Le moindre bruit est bon à prendre.
    — Tu n’as aucun regret de ce
que tu fais ?
    — Je te l’ai dit, seuls les
riches en ont, une fois morts.
    À son arrivée à Oviedo, Gundisalvus
reconnut sans peine la ville. Elle n’avait guère changé depuis son départ même
si l’ancienne muraille avait été remplacée par de solides remparts, flanqués, à
intervalles réguliers, de hautes tours. Il se signa machinalement en entendant
les cloches sonner. Son compagnon le regarda curieusement :
    — Que sont ces simagrées ?
Jamais je n’ai vu un prêtre se comporter de la sorte.

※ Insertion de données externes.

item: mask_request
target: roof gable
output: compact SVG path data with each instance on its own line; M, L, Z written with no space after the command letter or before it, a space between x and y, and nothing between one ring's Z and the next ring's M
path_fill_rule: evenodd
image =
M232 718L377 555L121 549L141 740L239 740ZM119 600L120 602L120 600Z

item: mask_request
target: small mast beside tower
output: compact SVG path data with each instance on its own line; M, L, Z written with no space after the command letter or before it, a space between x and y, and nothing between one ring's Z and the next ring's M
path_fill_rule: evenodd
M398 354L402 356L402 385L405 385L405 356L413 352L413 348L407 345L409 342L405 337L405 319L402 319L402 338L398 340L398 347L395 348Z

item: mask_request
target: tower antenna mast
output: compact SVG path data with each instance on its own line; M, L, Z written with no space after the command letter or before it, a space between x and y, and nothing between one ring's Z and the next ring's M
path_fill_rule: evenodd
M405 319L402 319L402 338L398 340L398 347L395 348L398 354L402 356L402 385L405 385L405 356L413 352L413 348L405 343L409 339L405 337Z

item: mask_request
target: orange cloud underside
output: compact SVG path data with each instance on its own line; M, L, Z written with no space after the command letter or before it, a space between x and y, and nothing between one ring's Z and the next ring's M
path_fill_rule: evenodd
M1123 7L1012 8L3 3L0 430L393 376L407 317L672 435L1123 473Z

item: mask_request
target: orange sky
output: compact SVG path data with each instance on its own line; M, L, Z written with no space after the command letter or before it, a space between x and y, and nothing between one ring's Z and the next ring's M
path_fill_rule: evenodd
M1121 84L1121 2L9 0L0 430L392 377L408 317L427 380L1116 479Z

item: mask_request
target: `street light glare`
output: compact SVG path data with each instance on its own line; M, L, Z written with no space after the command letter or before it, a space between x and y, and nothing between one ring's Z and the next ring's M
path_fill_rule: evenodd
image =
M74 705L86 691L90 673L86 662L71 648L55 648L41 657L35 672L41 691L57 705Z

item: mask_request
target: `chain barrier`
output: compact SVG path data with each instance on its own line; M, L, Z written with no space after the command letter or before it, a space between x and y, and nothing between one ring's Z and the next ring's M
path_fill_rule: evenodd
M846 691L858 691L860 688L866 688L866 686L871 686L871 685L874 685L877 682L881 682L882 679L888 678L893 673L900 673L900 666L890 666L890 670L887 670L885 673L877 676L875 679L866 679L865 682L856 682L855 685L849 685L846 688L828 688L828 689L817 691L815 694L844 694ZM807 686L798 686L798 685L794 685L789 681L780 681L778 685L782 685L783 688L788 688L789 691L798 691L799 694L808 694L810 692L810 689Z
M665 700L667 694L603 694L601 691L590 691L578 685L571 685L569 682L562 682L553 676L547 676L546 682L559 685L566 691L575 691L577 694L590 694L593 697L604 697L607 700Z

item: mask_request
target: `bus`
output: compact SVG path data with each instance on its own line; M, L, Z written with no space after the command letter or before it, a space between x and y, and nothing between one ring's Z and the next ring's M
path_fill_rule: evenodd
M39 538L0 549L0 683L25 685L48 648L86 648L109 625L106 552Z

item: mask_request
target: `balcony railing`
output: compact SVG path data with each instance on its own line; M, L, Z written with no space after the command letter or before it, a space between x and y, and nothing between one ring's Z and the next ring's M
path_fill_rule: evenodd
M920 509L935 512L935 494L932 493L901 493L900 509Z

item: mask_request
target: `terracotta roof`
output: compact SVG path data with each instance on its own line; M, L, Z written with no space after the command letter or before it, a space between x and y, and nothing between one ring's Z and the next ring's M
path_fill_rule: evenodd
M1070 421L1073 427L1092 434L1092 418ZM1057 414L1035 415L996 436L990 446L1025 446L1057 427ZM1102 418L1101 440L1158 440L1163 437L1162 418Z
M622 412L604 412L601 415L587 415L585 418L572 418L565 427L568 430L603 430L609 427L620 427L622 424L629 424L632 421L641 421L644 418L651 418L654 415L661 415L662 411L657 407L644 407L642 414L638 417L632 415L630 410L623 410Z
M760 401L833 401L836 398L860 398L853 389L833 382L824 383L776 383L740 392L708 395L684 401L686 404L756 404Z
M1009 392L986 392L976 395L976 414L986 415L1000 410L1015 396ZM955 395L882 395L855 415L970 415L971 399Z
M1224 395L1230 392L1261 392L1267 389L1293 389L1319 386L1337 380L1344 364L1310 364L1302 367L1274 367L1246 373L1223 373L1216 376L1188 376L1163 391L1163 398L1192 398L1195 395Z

    — C’est vrai. Rien ne nous
oblige à nous signer en cette occasion. Mais, vois-tu, c’est un bruit que
j’avais fini par oublier. Chez les Infidèles, nous n’avons pas le droit de
faire sonner les cloches ni d’organiser de processions publiques et nous
respectons scrupuleusement ces interdits.
    — Ici, c’est tout le contraire.
Les cloches nous dérangent à toute heure du jour. En revanche, tu n’entendras
pas l’appel à la prière du prédicateur Musulman comme cela se pratique à
Bobastro où j’ai eu l’occasion de me rendre.
    — Y a-t-il des disciples de
Mohammad dans cette ville ? Quand j’y vivais, il n’y en avait aucun.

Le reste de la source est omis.